Therefore, three questions emerge. First, if a tiny fraction of a large assembly violates professional behavior, should we assume most other members are equally guilty? Second, are there available procedures within a profession to correct individuals’ judgment errors? Finally, who’s in the best position to assess those errors and implement necessary solutions?

House Bill 1315, the “Emily Brooker Higher Education Sunshine Act,” sponsored by Rep. Jane Cunningham, R-Chesterfield, was named after a Missouri State University student who sued MSU because of a professor’s improper grading. The entire department acted poorly. I offer no defense for this absence of professionalism. It was an incredible anomaly in the big picture.
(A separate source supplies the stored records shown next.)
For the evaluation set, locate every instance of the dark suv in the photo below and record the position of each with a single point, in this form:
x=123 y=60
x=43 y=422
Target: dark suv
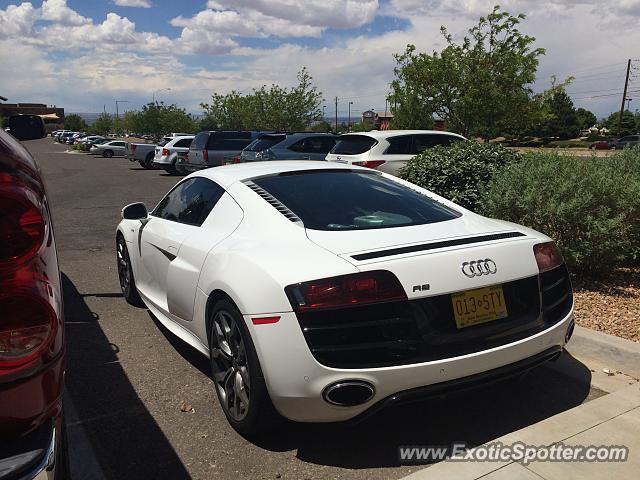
x=31 y=317
x=215 y=148
x=289 y=146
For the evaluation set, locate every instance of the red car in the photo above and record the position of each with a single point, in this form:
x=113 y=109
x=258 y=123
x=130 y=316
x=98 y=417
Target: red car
x=32 y=348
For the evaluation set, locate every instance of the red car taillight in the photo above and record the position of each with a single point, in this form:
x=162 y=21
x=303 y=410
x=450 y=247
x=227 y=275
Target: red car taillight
x=345 y=291
x=28 y=310
x=547 y=256
x=22 y=225
x=369 y=163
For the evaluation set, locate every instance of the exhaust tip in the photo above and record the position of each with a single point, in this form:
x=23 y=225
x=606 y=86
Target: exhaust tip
x=348 y=393
x=569 y=333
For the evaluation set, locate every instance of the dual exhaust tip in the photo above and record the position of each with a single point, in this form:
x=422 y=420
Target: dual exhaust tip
x=348 y=393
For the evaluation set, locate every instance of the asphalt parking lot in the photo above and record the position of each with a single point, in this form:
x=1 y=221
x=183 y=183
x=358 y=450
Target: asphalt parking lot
x=127 y=377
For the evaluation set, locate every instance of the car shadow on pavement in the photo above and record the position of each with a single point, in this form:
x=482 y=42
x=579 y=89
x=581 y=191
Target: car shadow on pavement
x=472 y=417
x=108 y=424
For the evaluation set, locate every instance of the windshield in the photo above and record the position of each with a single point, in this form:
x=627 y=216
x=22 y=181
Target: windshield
x=353 y=145
x=347 y=200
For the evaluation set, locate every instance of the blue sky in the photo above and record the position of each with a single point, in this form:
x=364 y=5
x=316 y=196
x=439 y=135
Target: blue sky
x=85 y=54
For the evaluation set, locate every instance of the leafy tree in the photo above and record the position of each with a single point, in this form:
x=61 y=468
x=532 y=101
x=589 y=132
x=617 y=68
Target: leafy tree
x=628 y=123
x=267 y=108
x=481 y=86
x=564 y=121
x=75 y=123
x=103 y=125
x=585 y=118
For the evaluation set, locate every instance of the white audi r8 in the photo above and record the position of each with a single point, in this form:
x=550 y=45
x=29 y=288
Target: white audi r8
x=324 y=292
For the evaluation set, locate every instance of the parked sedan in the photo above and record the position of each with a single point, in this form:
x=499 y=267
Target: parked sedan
x=323 y=291
x=388 y=150
x=628 y=141
x=166 y=154
x=109 y=149
x=289 y=146
x=32 y=346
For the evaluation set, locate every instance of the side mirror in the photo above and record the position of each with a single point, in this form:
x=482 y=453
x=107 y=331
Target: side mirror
x=135 y=211
x=27 y=127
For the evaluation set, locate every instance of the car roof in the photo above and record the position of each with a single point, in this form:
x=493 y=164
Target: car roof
x=393 y=133
x=229 y=174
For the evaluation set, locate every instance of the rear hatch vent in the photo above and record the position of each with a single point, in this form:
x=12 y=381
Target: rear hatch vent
x=274 y=202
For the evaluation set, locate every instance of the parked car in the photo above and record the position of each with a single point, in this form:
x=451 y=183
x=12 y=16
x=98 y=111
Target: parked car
x=108 y=149
x=142 y=153
x=628 y=141
x=601 y=145
x=289 y=146
x=329 y=291
x=166 y=155
x=32 y=345
x=387 y=150
x=211 y=149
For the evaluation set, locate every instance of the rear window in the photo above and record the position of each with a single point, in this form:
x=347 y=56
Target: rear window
x=353 y=145
x=345 y=200
x=264 y=143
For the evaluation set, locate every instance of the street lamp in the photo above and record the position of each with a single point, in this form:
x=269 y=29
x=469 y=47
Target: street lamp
x=158 y=91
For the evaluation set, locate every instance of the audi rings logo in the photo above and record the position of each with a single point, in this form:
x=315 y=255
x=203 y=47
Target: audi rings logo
x=477 y=268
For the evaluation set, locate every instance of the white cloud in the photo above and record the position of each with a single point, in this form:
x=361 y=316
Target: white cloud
x=133 y=3
x=58 y=12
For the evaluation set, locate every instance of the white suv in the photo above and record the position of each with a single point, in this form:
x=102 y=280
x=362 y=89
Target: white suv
x=387 y=150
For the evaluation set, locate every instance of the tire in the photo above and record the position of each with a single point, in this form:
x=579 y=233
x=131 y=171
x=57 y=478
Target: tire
x=125 y=274
x=236 y=372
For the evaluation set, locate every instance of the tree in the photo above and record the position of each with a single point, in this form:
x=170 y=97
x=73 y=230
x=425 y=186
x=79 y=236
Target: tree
x=585 y=118
x=75 y=123
x=628 y=123
x=103 y=125
x=480 y=87
x=267 y=108
x=563 y=122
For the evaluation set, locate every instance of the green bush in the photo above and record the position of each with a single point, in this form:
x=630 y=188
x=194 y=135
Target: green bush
x=589 y=205
x=458 y=172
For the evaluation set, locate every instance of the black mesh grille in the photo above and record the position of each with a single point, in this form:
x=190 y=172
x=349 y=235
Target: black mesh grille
x=399 y=333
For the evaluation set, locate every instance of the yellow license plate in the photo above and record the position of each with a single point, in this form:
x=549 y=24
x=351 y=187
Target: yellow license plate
x=481 y=305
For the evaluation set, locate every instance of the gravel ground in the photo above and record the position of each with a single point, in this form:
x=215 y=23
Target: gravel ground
x=611 y=305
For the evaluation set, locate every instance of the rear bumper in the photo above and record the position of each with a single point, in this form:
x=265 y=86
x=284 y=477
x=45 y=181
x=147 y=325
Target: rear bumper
x=296 y=380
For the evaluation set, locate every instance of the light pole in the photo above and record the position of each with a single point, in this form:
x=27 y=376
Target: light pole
x=157 y=91
x=349 y=118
But she sued without engaging the MSU appeals process, and once it was employed, the problem was quickly corrected.

The bill is a clone of conservative activist David Horowitz’s misnamed Academic Bill of Rights and has been introduced in – and, thankfully, rejected by – 28 states as of this writing. Reduced to its simplest terms, the Brooker Act would do two things. First, it says Missouri colleges and universities need student grade appeal procedures – as if such procedures had not been implemented several decades ago. Second, it actually mandates institutions to annually check in with biased politicians who will evaluate curriculum and, if necessary, impose curricular changes – as if they’re remotely qualified.

It’s been open season on college professors during the last decade. This has resulted in a rising national current of liberal bias charges, especially from those outside the academy. Horowitz is largely responsible with his push for this legislation and his books, “The 101 Most Dangerous Academics in America” and “Indoctrination U.” In addition, he frequently visits college campuses – including the University of Missouri – imploring students to complain about liberal bias. When the Brooker situation became public, this current turned into a perfect storm in Missouri, a time ripe for this misguided legislation.

In reality, this perfect storm is little more than a perfect scam.